La antigua Persia le provoca cierta repulsión, por la fealdad de Teherán con sus construcciones modernas sin estilo definido, el tráfico infernal, la contaminación y el desorden urbanístico. Otras consideraciones, de tipo político, influyen en este rechazo. Irán , tras la caída del Sha Reza Mohamed Palehvi , que intentó modernizar el país pero le faltó la estatura de un Ataturk-dice Reverte- se ha convertido en una teocracia feudal , en la que las mujeres han llevado la peor parte en un estado musulmán donde han vuelto a los velos y a los asientos exclusivos en los transportes públicos. Reverte viaja en uno de esos asientos en un tren, desafiando las normas y comprueba la amabilidad de una de ellas. Irán hace que se reconcilie con su pobre imagen, gracias a la asombrosa hospitalidad de sus gentes y el brillo majestuoso de sus edificios antiguos y museos.
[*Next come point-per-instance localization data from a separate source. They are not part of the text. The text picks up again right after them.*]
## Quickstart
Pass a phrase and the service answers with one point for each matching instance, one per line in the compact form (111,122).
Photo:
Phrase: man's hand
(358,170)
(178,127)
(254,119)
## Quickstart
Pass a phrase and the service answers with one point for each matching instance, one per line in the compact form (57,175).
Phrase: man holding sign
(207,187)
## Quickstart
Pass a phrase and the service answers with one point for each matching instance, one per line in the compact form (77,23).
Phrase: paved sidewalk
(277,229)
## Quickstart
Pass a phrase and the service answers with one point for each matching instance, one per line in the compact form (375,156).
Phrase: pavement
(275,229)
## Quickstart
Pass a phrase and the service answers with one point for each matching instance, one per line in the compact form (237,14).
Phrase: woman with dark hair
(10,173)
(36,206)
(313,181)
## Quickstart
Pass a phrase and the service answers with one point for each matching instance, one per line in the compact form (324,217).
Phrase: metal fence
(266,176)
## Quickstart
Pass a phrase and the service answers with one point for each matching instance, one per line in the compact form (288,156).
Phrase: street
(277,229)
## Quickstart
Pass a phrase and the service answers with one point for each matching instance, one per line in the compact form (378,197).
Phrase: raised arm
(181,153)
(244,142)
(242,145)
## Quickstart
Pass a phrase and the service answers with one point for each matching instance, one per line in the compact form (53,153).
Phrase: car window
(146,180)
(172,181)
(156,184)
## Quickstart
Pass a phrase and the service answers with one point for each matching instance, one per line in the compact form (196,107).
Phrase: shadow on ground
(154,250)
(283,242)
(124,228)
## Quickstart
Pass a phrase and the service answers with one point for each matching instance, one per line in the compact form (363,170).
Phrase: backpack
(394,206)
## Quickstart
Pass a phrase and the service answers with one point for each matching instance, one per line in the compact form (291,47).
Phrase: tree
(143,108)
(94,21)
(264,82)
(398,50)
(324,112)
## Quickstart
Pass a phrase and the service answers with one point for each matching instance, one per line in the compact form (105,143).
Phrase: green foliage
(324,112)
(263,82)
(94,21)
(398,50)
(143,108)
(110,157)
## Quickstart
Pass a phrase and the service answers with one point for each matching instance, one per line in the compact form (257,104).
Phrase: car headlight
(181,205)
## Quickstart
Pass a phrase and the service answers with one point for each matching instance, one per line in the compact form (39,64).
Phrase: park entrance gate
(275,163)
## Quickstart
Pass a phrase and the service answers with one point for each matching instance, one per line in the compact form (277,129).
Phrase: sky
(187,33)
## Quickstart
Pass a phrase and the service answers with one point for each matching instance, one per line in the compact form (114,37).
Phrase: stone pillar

Hay descripciones de comidas, platos típicos no siempre del gusto del narrador y finalmente un desencanto que se le trasluce al comprobar que el mundo antiguo, del que ha sacado referencias, ya no existe sino en las bibliotecas de eruditos y ha cedido paso a una odiosa y también inevitable globalización. Algo que , a pesar del pasado glorioso, al nacionalismo integrista y los monumentos mayestáticos de Asia, hace preguntarse al periodista viajero si Oriente ya no es lo mismo que Occidente, es decir un lugar donde ya no hay fronteras o son invisibles.
Como decía Camba, citado frecuentemente a lo largo de estas páginas , “viajar es el más triste de los placeres”.
Paul Bowles, Paul Theroux, y muchos grandes nómadas literarios, nos dejaron páginas marcadas por la sed viajera, por el norte de África, América y otros sitios a los que les llevó su afición al vagabundaje. Sin olvidar al gran Bruce Chatwin, al que considero uno de los mayores exponentes del género. Todos muy recomendables en este estío abrasador del cuerpo y el bolsillo, en el que es más conveniente escoger las páginas un libro para viajar con la comodidad de la sombra y la seguridad de movernos en los límites de la fantasía.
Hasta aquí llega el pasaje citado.